CLAIM 1 / Claude Code
not as labeled
Observed
Source-reviewed against the issue tracker: deny non-enforcement is a recurring regression across three major version lines — v1.0.93 (#6699, Aug 2025), v2.0.8 (#8961, Oct 2025), and v2.1.49 (#27040, Feb 2026, where files matching an explicit Read(**/appsettings.Production.json) deny pattern were read and edited with no prompt and no error). A deny rule on a path does not bind MCP tools reading the same path (#28595) or Bash recursive grep/Glob (#28008), and deny rules in parent settings do not apply to Agent-spawned subagents — confirmed across 5+ issues, with #5465 closed not-planned as an architectural limitation. CVE-2026-25724 added a symlink deny bypass. The current docs qualify the claim (a "best-effort" Read-rule statement, a subprocess warning, and explicit symlink deny semantics) — a partial label correction since the finding was published.
- UPDATE 2026-07-04(v2.1.201, TD-executed): the three deny-bypass issues this row rested on all closed WITHOUT a fix — #27040 closed stale/not-planned (2026-05-23), #28595 auto-closed as a duplicate of #27040 (2026-03-01), and #28008 closed by stale-bot despite a 'has repro' label (2026-03-24). Theory Delta then executed a controlled reproduction on the current release: a scratch project with a Read(secret.txt) deny rule was driven via claude -p.
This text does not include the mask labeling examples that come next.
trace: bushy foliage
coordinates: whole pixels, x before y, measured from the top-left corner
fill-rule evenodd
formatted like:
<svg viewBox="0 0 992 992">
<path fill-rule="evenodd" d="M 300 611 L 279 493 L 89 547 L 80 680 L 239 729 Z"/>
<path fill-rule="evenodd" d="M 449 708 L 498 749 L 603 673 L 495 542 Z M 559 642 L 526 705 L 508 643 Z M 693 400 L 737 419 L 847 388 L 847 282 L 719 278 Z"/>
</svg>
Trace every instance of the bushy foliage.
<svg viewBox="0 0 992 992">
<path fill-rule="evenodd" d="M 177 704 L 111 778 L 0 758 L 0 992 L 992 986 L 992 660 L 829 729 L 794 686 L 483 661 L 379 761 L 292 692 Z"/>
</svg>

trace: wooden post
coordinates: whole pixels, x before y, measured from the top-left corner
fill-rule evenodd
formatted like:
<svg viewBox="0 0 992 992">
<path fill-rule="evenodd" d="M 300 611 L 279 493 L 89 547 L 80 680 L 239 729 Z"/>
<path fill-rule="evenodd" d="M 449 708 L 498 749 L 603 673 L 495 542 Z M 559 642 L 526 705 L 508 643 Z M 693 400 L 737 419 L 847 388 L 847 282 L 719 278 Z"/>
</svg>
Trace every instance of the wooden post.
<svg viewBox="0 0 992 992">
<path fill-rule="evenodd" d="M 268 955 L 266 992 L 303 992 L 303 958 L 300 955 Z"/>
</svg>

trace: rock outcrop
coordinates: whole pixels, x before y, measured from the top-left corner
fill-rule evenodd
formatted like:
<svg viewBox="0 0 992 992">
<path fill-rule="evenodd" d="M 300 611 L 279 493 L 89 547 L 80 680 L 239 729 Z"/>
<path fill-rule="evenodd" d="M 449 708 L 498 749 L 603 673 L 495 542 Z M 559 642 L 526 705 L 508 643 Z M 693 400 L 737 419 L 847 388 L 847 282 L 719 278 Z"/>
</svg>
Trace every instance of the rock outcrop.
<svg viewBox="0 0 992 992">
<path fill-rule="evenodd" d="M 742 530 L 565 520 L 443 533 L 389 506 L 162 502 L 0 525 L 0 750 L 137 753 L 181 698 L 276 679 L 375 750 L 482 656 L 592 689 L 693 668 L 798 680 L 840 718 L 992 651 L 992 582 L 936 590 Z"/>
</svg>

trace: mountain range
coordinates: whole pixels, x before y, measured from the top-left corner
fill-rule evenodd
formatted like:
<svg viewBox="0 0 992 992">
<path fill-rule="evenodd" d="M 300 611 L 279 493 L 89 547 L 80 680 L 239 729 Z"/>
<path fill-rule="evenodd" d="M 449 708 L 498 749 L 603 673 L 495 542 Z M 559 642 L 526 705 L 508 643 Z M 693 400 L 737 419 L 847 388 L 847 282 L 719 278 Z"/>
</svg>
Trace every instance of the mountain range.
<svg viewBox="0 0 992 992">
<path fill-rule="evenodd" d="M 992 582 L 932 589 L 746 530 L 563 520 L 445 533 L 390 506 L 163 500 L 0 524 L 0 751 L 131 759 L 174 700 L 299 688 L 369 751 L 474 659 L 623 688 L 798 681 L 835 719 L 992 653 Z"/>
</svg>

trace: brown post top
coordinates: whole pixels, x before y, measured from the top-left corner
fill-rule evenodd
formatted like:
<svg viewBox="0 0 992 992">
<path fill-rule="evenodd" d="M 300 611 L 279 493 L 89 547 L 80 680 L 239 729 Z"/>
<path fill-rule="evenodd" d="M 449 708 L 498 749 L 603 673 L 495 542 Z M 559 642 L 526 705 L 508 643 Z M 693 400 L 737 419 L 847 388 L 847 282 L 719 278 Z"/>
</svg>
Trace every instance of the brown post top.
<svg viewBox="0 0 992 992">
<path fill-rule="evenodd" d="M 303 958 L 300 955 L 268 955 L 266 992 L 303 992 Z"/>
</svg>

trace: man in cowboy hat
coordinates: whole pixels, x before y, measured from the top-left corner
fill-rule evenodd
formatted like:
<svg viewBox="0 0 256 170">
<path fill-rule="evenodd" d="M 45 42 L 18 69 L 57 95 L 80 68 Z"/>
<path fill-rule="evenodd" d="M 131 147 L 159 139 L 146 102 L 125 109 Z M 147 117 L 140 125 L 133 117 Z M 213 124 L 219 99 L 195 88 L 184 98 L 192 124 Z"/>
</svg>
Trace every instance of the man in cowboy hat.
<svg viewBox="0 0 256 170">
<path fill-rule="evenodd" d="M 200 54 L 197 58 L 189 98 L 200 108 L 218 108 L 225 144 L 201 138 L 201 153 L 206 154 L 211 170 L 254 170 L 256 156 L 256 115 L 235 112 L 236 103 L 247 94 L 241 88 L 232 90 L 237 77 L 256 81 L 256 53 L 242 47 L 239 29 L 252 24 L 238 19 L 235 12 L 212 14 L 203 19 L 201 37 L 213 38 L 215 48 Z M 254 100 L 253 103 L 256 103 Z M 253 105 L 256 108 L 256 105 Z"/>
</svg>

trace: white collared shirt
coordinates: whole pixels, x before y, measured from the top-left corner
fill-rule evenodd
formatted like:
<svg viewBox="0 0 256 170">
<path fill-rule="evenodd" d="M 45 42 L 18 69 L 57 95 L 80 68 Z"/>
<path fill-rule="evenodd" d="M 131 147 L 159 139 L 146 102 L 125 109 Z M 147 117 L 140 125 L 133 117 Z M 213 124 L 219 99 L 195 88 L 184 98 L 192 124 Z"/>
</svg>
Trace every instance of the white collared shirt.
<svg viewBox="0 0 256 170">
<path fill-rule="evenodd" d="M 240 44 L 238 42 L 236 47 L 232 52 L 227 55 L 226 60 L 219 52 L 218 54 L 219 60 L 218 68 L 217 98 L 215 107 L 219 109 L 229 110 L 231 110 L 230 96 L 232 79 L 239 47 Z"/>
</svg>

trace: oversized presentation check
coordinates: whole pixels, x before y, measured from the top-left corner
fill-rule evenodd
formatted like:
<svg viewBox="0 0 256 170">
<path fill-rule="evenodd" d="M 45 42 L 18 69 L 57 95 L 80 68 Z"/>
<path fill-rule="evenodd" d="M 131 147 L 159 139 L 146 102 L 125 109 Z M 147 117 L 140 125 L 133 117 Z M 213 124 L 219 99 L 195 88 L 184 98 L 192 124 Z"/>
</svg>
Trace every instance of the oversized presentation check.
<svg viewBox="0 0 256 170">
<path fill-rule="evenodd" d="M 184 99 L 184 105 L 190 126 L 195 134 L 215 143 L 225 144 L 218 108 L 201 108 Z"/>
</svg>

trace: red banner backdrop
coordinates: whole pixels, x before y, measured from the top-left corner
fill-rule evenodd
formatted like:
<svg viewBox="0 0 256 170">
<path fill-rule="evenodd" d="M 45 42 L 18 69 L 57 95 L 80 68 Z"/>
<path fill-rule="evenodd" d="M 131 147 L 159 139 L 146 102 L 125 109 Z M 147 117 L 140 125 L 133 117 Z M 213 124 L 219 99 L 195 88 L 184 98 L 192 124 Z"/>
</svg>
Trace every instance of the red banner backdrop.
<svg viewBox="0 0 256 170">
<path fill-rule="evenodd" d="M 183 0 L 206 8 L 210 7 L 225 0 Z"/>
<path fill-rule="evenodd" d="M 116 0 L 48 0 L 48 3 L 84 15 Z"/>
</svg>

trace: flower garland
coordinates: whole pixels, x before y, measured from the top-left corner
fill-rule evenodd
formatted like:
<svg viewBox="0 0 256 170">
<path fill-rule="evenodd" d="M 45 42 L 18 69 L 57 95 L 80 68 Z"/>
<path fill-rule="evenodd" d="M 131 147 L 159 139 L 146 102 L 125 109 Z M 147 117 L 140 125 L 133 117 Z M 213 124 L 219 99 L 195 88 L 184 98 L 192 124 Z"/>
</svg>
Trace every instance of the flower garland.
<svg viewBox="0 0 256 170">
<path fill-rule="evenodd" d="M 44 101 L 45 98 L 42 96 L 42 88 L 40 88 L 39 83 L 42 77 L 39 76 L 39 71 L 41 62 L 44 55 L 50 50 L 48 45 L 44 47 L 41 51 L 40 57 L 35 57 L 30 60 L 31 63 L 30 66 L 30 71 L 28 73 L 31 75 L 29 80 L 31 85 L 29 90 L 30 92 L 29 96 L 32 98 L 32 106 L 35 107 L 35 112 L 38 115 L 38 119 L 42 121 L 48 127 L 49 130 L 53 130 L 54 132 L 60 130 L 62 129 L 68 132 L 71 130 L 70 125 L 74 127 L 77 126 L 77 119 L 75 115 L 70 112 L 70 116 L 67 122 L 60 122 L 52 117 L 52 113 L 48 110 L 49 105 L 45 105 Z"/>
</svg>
The direct Read tool was blocked; a direct Bash 'cat secret.txt' of the exact denied path was also blocked (an improvement consistent with the v2.1.162–163 path-deny hardening); but 'grep -r' recursing into the denied file printed the secret line verbatim — the #28008 recursive-grep bypass persists and still exfiltrates the denied file's contents. A separate v2.1.162 changelog entry ('Read deny rules not hiding files from Glob/Grep results') hardened the built-in Grep/Glob tools, not shell grep -r. The categorical label ('no other level can allow it') therefore remains contradicted on the current release; status held at not_as_labeled on executed evidence.